Join me for this New Year walk, marking the edge of the low tide and the rise of the full moon. We’ll think about presence and absence in Princeton-by-the-Sea, a neighborhood on the site of a former Ohlone village.
A little background. This phrase — tideline as timeline — occurred to me earlier this year while writing my Master’s thesis. I didn’t know what it meant then, except in the poetic sense of the daily pulsing of the ocean, in and out. Yet as I’ve taken a deeper dive into geology, sea levels, and climatic change, I now see the phrase as both more literal and more meaningful.
In fact, the tideline has shifted dramatically over time in response to tectonic shifts and the effect of global temperature on planetary ice levels. Over much of the last 500 million years, the planet was significantly warmer than it is now; there was no ice anywhere during much of that time, and sea levels were as much as 600 feet higher than they are now, due to the very different continental configurations of the distant past.
More recently — that is, since North America joined the South American plate 3.5 million years ago — the planet has had a consistent sea level range. When ice ages develop, as they have about every 100,000 years for at least a million years, sea levels drop about 400 feet. When the ice partially melts, as it has systematically done as part of this cycle, sea levels have risen to about where they are right now. It’s as if the planet has been breathing in and out in a deep time, mirroring the ocean’s daily pulsing at a different scale. We are currently at the bottom of the cyclical exhale, when things are warm and wet.

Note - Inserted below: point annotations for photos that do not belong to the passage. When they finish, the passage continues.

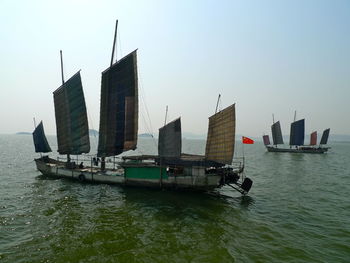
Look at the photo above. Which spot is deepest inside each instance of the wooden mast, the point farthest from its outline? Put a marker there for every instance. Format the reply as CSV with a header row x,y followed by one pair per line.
x,y
68,155
166,114
217,104
103,159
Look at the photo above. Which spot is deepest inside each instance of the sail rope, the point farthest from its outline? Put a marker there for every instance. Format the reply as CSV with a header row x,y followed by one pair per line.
x,y
146,123
91,122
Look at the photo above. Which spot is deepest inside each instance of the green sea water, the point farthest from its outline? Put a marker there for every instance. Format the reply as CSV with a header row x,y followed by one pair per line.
x,y
298,210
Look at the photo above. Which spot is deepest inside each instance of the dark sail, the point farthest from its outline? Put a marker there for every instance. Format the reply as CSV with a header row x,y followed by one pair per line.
x,y
276,133
221,136
313,138
40,141
169,141
119,107
71,117
325,135
297,132
266,140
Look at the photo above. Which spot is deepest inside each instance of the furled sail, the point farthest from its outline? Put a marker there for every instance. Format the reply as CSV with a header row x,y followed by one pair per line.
x,y
313,138
266,140
297,132
221,136
71,117
325,135
119,107
169,141
40,141
276,133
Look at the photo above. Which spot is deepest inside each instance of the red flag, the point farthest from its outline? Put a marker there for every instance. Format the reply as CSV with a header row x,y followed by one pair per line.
x,y
246,140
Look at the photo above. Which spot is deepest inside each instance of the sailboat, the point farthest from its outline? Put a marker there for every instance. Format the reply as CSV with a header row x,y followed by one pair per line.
x,y
118,133
296,140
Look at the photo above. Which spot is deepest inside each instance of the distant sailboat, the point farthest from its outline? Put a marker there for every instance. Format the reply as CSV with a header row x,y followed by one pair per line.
x,y
296,139
118,133
40,142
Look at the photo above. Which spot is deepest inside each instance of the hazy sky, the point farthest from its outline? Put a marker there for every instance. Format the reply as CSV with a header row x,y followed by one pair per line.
x,y
265,56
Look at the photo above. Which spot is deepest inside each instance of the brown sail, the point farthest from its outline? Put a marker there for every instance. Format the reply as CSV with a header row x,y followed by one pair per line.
x,y
221,136
119,107
71,117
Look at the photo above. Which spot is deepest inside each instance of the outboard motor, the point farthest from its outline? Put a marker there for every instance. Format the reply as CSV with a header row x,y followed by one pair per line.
x,y
247,184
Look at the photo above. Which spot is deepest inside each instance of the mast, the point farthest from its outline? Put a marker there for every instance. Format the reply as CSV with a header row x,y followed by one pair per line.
x,y
68,155
166,114
103,159
34,122
115,37
217,103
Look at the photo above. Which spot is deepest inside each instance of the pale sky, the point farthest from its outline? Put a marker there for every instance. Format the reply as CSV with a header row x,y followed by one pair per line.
x,y
265,56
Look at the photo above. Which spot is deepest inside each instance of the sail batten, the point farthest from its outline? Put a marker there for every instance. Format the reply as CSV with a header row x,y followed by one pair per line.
x,y
276,133
313,138
40,141
297,132
119,107
169,140
221,136
266,140
71,117
325,135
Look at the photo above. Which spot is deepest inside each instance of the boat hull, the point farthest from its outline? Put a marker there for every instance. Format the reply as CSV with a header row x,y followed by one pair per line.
x,y
318,150
151,176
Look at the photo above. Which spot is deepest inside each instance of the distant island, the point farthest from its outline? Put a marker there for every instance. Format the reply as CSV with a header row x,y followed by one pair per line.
x,y
145,135
93,132
23,133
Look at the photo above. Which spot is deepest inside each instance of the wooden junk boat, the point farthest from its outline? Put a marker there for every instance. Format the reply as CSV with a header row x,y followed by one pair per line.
x,y
118,131
296,141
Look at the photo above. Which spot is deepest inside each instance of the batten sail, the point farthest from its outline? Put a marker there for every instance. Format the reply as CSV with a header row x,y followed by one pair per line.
x,y
71,117
313,138
40,141
297,132
325,135
266,140
119,107
169,140
221,136
276,133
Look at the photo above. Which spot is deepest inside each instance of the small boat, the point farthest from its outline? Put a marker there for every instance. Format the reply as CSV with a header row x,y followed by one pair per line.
x,y
170,169
296,140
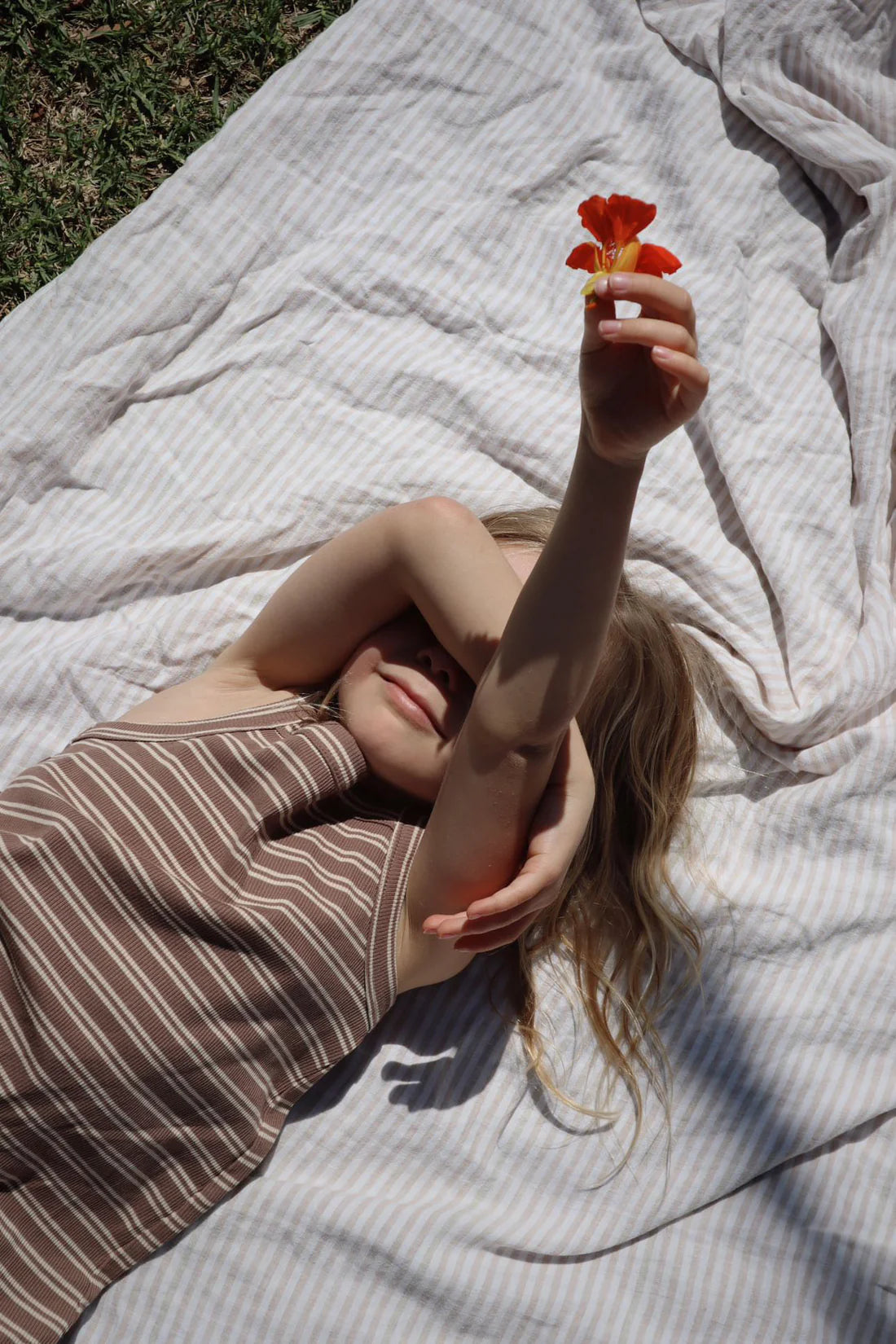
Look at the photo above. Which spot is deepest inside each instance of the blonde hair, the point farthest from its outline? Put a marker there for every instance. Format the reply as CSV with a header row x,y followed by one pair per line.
x,y
618,914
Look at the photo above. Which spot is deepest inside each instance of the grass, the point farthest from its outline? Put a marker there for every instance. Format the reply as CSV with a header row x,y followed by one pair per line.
x,y
103,99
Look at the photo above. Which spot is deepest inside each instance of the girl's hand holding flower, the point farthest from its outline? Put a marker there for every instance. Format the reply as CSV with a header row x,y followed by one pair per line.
x,y
643,380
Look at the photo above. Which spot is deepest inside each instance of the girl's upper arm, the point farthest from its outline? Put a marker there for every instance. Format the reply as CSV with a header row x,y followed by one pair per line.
x,y
316,618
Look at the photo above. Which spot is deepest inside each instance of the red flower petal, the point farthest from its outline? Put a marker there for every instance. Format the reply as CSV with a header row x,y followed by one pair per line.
x,y
582,257
616,221
656,261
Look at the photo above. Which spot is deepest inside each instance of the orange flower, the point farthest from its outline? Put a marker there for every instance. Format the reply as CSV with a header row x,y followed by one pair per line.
x,y
616,223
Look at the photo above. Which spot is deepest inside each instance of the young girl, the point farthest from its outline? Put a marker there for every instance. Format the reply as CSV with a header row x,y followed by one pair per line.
x,y
211,901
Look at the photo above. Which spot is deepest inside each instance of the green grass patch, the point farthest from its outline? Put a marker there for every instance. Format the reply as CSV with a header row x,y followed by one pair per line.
x,y
103,99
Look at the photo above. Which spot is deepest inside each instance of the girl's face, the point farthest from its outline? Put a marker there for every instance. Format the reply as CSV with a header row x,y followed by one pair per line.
x,y
402,748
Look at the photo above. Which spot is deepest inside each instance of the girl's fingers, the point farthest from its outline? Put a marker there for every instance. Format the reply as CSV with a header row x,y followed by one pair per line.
x,y
490,941
649,331
657,297
681,367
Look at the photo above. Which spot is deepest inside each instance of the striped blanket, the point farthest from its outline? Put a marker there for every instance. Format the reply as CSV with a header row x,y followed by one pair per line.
x,y
355,295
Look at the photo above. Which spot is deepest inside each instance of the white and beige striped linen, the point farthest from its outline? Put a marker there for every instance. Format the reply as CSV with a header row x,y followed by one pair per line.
x,y
355,295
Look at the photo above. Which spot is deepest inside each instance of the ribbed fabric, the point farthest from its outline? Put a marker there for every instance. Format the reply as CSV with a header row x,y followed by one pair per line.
x,y
198,922
352,296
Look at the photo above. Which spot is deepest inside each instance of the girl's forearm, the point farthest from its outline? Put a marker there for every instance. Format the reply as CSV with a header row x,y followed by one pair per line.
x,y
463,586
551,647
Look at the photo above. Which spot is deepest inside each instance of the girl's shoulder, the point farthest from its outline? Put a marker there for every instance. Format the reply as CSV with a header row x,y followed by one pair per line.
x,y
217,692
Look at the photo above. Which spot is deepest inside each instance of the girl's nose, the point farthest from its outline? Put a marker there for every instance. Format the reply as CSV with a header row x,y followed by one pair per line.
x,y
442,665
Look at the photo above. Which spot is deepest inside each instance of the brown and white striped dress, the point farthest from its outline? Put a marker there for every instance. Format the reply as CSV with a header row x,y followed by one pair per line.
x,y
196,922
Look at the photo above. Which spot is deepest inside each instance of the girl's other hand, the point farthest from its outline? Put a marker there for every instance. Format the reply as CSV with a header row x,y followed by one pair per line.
x,y
633,395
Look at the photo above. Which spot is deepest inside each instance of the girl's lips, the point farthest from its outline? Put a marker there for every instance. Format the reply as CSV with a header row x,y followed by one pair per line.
x,y
413,707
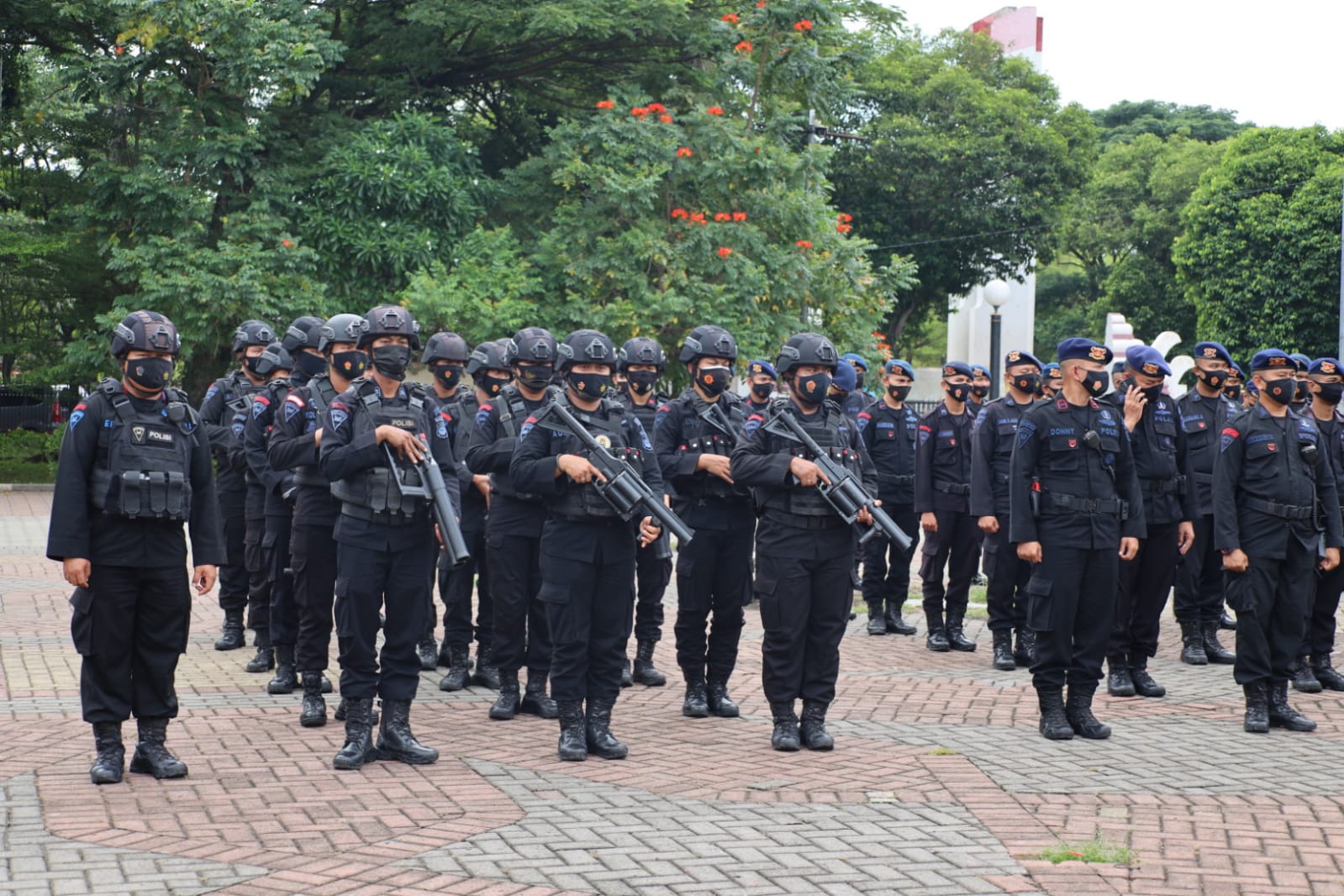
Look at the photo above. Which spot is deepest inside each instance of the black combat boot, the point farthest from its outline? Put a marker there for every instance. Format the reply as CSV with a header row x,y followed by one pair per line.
x,y
112,755
152,756
1213,649
697,704
646,673
359,735
1304,678
956,638
572,746
1326,673
785,738
287,677
233,635
506,704
1144,684
718,698
1054,723
535,700
814,729
314,715
428,651
457,675
877,621
395,739
1281,714
1193,645
1257,709
599,738
895,621
487,673
1119,683
1078,711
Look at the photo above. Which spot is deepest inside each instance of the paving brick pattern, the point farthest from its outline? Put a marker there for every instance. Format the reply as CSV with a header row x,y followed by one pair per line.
x,y
938,783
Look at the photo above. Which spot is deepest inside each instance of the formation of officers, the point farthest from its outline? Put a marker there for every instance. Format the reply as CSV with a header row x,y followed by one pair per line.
x,y
331,493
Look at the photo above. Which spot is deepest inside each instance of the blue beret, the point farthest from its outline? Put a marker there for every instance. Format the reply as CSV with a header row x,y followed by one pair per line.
x,y
1015,357
1327,366
762,367
1272,359
1146,361
1211,352
844,377
956,368
1085,350
898,366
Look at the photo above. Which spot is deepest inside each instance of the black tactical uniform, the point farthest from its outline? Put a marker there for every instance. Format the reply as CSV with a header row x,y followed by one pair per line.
x,y
132,471
386,548
804,550
1074,491
714,570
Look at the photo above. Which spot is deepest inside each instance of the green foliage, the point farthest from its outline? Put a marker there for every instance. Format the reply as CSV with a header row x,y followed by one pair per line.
x,y
1261,247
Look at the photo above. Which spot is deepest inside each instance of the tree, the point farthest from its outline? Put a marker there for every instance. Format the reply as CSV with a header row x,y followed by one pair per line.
x,y
1261,246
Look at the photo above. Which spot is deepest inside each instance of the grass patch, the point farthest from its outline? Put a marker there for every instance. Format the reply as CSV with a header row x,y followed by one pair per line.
x,y
1097,851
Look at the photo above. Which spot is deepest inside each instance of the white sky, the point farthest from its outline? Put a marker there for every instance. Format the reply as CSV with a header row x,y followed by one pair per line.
x,y
1274,62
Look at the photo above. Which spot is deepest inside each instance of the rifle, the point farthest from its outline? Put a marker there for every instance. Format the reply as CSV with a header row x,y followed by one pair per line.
x,y
435,491
623,489
846,494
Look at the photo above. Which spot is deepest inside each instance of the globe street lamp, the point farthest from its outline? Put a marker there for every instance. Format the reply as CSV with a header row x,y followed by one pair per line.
x,y
996,293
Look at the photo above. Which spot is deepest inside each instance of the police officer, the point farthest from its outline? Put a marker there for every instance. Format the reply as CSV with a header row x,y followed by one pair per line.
x,y
300,356
1199,581
1277,518
385,540
1162,462
588,548
693,437
1314,669
942,491
514,530
134,465
804,550
890,430
293,448
449,357
761,382
994,438
224,398
1075,512
643,361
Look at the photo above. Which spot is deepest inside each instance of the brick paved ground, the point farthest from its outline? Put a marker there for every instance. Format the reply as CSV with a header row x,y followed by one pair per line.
x,y
938,785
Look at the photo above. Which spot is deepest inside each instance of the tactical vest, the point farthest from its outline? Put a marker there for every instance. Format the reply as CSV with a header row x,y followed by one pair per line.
x,y
374,494
830,428
143,469
579,501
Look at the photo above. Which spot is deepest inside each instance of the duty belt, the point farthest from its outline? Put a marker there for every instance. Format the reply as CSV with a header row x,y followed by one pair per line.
x,y
1283,511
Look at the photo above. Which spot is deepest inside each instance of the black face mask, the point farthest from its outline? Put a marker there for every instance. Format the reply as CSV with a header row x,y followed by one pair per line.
x,y
350,364
590,386
1331,393
311,366
713,381
150,374
448,375
812,390
643,382
392,361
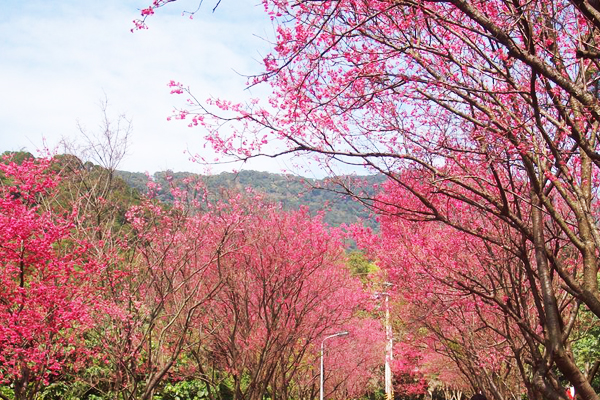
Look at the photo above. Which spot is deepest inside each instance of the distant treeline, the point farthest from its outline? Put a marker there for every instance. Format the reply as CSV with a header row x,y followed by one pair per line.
x,y
289,190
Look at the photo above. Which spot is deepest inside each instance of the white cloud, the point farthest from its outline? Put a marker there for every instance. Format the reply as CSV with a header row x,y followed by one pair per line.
x,y
59,58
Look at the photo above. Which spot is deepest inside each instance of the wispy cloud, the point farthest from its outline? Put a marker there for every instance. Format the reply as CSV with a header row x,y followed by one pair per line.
x,y
58,59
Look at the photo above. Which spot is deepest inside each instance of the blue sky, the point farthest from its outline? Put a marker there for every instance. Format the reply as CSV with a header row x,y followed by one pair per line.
x,y
58,59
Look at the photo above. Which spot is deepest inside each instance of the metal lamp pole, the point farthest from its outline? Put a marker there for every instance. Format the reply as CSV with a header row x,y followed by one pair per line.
x,y
322,370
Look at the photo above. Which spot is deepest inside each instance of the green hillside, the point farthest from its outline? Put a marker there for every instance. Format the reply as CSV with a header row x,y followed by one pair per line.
x,y
289,190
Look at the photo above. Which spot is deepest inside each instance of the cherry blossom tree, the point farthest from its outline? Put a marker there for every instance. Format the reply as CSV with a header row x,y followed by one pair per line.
x,y
48,281
284,288
493,104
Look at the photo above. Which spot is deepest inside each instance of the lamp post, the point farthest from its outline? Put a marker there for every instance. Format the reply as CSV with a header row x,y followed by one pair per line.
x,y
389,389
322,349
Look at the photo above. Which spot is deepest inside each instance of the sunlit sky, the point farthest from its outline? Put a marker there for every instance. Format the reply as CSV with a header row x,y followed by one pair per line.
x,y
59,59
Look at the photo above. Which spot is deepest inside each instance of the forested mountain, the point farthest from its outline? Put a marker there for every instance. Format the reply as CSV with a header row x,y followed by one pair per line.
x,y
290,190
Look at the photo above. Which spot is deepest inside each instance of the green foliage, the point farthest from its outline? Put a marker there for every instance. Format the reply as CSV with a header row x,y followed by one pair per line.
x,y
361,266
289,190
184,390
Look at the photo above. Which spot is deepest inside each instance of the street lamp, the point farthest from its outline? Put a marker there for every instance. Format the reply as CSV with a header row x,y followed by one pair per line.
x,y
322,348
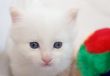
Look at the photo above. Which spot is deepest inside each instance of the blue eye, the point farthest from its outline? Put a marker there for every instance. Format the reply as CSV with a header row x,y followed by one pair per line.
x,y
34,45
57,45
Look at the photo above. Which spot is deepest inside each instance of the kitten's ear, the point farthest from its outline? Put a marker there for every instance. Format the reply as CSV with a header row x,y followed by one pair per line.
x,y
72,14
15,13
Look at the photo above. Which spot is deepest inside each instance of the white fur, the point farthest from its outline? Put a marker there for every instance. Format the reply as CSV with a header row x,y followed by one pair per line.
x,y
45,26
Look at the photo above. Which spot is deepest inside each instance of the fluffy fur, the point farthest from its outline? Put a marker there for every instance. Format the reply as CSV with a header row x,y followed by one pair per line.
x,y
44,26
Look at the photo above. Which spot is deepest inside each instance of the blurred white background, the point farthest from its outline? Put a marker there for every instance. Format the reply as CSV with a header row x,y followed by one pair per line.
x,y
93,14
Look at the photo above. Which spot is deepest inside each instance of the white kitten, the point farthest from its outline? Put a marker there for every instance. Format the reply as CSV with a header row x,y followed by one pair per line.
x,y
41,41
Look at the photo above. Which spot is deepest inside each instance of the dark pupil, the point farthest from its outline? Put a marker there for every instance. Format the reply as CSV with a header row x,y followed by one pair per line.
x,y
34,45
57,45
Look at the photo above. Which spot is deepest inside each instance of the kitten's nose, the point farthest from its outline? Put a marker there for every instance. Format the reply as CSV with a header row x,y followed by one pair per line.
x,y
46,60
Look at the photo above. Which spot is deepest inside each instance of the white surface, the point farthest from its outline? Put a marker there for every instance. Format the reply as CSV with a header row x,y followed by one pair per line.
x,y
92,15
4,22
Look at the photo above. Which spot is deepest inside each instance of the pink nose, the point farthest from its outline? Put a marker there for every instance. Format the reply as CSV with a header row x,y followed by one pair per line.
x,y
46,60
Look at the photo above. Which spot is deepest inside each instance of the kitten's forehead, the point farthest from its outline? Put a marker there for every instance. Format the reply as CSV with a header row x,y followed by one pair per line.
x,y
45,20
40,24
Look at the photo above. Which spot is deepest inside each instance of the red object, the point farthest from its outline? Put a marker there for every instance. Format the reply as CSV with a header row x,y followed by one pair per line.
x,y
99,41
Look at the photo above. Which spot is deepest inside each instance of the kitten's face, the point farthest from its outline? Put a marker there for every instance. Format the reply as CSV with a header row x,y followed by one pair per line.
x,y
44,40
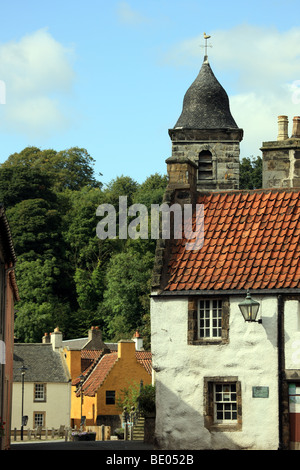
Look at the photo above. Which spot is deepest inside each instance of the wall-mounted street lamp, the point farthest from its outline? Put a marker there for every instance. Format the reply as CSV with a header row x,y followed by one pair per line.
x,y
249,309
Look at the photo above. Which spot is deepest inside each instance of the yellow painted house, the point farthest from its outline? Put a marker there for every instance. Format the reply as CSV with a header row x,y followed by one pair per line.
x,y
95,390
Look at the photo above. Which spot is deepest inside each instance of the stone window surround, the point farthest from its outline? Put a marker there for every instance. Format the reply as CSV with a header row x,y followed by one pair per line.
x,y
209,404
192,338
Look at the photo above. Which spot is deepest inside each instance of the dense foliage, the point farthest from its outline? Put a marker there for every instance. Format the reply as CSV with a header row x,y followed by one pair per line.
x,y
66,275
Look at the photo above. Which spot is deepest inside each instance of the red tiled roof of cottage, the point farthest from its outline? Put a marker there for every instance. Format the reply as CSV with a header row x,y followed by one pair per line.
x,y
145,358
251,241
99,373
90,353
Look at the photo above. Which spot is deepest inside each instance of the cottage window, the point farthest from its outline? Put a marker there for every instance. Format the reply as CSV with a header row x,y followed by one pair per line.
x,y
223,404
208,320
39,392
110,397
38,419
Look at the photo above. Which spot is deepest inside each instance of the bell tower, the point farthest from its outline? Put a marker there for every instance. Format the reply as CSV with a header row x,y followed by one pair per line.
x,y
206,133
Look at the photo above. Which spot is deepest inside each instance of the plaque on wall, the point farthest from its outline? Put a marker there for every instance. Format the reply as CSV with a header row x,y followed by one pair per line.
x,y
260,392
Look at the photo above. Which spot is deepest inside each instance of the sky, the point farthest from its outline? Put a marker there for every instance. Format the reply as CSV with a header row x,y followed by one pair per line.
x,y
110,76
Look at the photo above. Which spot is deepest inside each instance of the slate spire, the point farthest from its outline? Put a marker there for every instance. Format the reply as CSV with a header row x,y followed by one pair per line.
x,y
206,103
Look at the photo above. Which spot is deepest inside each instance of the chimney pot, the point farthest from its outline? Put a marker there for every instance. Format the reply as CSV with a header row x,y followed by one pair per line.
x,y
282,128
296,127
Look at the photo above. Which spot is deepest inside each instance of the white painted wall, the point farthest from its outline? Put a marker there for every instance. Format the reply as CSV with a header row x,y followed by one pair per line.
x,y
292,334
251,355
57,406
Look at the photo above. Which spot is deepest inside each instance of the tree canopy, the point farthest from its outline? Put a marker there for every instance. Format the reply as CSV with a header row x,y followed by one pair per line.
x,y
66,275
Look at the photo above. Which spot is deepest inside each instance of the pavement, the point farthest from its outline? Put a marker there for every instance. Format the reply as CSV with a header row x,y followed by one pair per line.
x,y
84,445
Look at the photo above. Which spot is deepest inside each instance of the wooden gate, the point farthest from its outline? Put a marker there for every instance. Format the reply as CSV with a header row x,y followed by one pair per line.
x,y
294,413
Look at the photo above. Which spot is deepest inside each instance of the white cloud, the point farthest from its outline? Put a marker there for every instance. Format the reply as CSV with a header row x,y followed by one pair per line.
x,y
261,73
38,75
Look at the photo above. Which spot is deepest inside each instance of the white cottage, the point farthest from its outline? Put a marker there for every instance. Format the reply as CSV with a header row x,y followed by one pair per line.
x,y
223,382
45,395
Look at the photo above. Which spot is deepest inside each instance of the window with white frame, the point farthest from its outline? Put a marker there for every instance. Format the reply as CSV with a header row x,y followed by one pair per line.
x,y
210,318
225,403
39,392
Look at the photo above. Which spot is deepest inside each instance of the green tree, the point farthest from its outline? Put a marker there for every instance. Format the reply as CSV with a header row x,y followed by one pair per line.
x,y
126,298
251,173
67,169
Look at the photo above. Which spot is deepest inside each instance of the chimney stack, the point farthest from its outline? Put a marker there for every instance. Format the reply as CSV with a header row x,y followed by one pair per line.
x,y
283,128
296,128
56,339
45,338
138,341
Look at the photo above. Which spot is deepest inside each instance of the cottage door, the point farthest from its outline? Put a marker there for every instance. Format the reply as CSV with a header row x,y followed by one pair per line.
x,y
294,413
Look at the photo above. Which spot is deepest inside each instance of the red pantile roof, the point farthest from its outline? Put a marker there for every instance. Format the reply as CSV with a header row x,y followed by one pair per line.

Knowing this makes it even more alarming that our global temperatures and sea levels are about to spike. The planet has spent the past 20,000 years exhaling (i.e. warming) and we are about to exhale again, without any in breath to sustain us. We have never been here before.
When all the ice melts, as it likely will over the coming 500-1000 years, sea levels will be 212 feet higher than they are today. Where will our tideline be then? It’s one of the things we’ll think about on the Tideline as Timeline walk, the first in a series I’m developing with fellow artist and ocean lover, Zoe Farmer.